A strategy of re-learning immediate responses also gives the organism the intrinsic ability to address the problem of constant learning discussed above. That is, the notion that every new situation is at once like, and not like, past situations. This hints at other, perhaps less obvious, benefits, as well, such as the ability to deal with massive amounts of noise and uncertainty in training information [6].
It works because learning is ubiquitous. — Learning seems to be something that is always occurring. That is, it is a phenomenon which can be counted on to occur, like chemical interactions, or gravity.
There is a paradoxical characteristic of the relationship between long- and short-term connections. The longer a connection takes to form, the faster are the responses it provides. That is, the long-term connections cause immediate responses, because they are already there when incoming stimuli first arrive. , Short-term connections, on the other hand, must first form, and so, their responses are slower to onset (milliseconds to many seconds).
“Certainly, one of the most relevant and obvious characteristics of a present moment is that it goes away, and that characteristic must be represented internally.

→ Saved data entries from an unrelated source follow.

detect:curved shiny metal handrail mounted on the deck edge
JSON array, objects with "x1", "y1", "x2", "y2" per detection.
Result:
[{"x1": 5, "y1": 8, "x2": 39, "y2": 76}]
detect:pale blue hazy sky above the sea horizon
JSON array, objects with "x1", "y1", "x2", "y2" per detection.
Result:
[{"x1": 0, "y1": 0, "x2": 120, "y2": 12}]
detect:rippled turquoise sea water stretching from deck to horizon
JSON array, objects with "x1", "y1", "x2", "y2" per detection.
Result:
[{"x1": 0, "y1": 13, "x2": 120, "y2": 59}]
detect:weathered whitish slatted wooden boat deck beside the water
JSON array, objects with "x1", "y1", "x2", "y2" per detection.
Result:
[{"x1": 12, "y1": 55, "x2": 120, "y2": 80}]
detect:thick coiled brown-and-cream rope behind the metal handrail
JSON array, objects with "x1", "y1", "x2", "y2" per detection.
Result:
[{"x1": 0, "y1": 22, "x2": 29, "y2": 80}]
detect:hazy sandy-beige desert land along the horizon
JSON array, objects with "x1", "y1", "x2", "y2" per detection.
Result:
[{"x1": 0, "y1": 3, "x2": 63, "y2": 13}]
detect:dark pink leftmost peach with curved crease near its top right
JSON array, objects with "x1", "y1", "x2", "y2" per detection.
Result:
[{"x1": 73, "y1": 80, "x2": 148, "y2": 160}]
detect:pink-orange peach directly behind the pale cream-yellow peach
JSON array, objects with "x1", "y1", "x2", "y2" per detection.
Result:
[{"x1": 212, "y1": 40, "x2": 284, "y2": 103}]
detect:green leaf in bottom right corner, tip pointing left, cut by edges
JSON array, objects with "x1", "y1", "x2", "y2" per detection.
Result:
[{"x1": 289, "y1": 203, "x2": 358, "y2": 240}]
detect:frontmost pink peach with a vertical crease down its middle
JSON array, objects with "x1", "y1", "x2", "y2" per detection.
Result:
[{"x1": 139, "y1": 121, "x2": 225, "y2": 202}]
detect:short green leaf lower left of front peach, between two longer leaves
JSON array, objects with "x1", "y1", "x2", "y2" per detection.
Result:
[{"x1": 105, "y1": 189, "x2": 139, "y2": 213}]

In order to represent this particular characteristic of a present moment phenomenon, its internal representation must include a component that continually falls away. The faster weights within multitemporal synapses provide this representational facility for the immediate present, while longer-term present moments can be represented by connection-weights that decay more slowly.”
This statement alludes to the notion that the present moment perception could be measured in sub-seconds (as demonstrated in the above video), seconds, minutes, hours, or longer. We have also learned that the brain employs a variety of underlying biological mechanisms for representing present moments of different time-frames.
[pdf] Facing Up to the Problem of Consciousness
I've included this as background, because much of the material in this entry seems (intuitively) to be related somehow to consciousness. This is an introductory level explanation of consciousness and where we are in dealing with the hard problem of explaining it. It is authored by one of the premier thinkers in the field David Chalmers
[1] - E-mail conversations with others have indicated a need for more clarity about these concepts. Part of the problem (okay, most of the problem) may be that I have not done a good job of explaining it. This entry represents my ongoing attempt to do a better job of relating the underlying concepts and how they apply and relate to surrounding concepts.
[2] - Going a little farther out on a limb, what we perceive as remembering may simply be how we experience the process of re-learning, anew, how to deal with the situation currently presented to us. In other words, the sensation of remembering within a present moment, may be caused by newly forming short-term connections, as they develop, with guidance from residual responses generated by existing long-term connections.
[3] - Apparently, based on understanding gained from Quantum Mechanics, all volumetric phenomena are adaptive to a lesser or greater extent.
[4] - The term, “same connection-point” is taken to be abstracted here, and does not necessarily refer to a single terminal or synapse. Two completely different axons from the same source-function to the same destination-function would suffice.
[5] - The word “responses” is used in a general sense here. It refers to all types of responses, including internal events, such as firing neurons
[6] - For an example of this, see U.S. patent # 7,904,398. This patent is based on the concepts discussed in this blog entry. The final embodiment demonstrates this benefit and gives a chart showing just how effective it is at the task of learning from uncertain training cues.